In a strongly-worded release posted on Feb. 5, Senators Lisa Murkowski and Dan Sullivan and Congressman Don Young expressed their disapproval of Canada's policy, citing a concern for their constituents.
“As the state with the most extensive shared border with Canada, the Alaska Delegation has worked in good-faith to seek compromise over border crossing restrictions due to COVID-19, keeping in mind the health and safety of Alaskans and Canadians. Canada’s announcement to ban all cruise sailings carrying 100 people or more traveling through Canadian waters, without so much as a courtesy conversation with the Alaska Delegation, is not only unexpected—it is unacceptable—and was certainly not a decision made with any consideration for Alaskans or our economy.”

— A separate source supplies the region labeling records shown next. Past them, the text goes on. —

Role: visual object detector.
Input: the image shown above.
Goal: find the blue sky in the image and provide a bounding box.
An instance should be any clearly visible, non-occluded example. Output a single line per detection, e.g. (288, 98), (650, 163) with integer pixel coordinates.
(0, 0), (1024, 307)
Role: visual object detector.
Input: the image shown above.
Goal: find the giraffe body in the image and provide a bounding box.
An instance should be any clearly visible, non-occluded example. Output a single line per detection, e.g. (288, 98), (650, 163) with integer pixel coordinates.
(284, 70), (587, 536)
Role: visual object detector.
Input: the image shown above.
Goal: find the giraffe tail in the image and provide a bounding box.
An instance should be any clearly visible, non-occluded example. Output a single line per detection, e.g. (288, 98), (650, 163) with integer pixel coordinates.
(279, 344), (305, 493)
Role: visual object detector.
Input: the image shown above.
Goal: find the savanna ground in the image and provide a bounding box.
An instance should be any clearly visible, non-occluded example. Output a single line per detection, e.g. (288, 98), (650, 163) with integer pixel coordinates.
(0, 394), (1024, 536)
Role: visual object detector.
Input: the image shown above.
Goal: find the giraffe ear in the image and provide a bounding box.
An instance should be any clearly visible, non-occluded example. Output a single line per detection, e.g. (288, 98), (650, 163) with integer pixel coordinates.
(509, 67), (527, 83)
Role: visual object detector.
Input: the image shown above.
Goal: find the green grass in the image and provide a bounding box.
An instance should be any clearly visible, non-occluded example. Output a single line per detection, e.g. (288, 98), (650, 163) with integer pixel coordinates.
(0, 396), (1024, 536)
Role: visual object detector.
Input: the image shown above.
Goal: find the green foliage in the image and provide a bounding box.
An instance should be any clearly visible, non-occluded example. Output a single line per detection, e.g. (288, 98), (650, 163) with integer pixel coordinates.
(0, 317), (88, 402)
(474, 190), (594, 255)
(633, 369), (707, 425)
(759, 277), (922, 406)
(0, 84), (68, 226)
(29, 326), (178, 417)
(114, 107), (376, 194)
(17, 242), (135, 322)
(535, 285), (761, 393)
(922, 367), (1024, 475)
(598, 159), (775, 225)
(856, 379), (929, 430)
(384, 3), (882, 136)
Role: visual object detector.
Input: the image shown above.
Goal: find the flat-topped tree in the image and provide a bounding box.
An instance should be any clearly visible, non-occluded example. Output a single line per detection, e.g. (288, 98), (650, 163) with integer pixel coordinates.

“We expect more from our Canadian allies,” the Delegation said.
Exploring all avenues
Canadian Minister of Transport Omar Alghabra’s order that prohibits large cruise ships from entering Canadian waters until February 28, 2022 took several in the industry by surprise.
Under the order, vessels carrying 100 or more people are prohibited from operating in Canadian waters.
Adventure-seeking pleasure craft are also prohibited from entering Arctic waters while passenger vessels carrying more than 12 people are banned from Arctic coastal waters, including Nunatsiavut, Nunavik, and the Labrador Coast.
The decision, inevitably, destroyed any hope of selling itineraries out of Western and Eastern Canada this year.
Holland America Line (HAL), for example, has suggested that it may cancel Alaska and Canada/New England itineraries for the 2021 season.
“Given the unexpected length of the order, it will take us some time to assess whether there are any options to preserve a portion of the 2021 Alaska season," HAL said in a statement to PAX.
Minister Alghabra can rescind his Interim Orders and allow cruising to resume if the COVID-19 pandemic improves, which would possibly recover some itineraries.
Canada, however, says cruise ships in Canadian waters currently “pose a risk to our health care systems.”
“The Government of Canada will continue to evaluate the situation and make changes as necessary to ensure the health and safety of all Canadians,” the government said in a statement on Feb. 4.
Those who break the pleasure craft prohibition could be fined up to $5,000 per day and groups or corporations can be liable for fines up to $25,000 per day, the Government of Canada says.
Breaking the passenger vessel ban can result in fines of up to $1 million or to imprisonment for a term of up to 18 months, or to both, the government said.
Meanwhile, Alaska is “exploring all potential avenues, including changing existing laws, to ensure the cruise industry in Alaska resumes operations as soon as it is safe,” the three politicians said.
“We will fight to find a path forward.”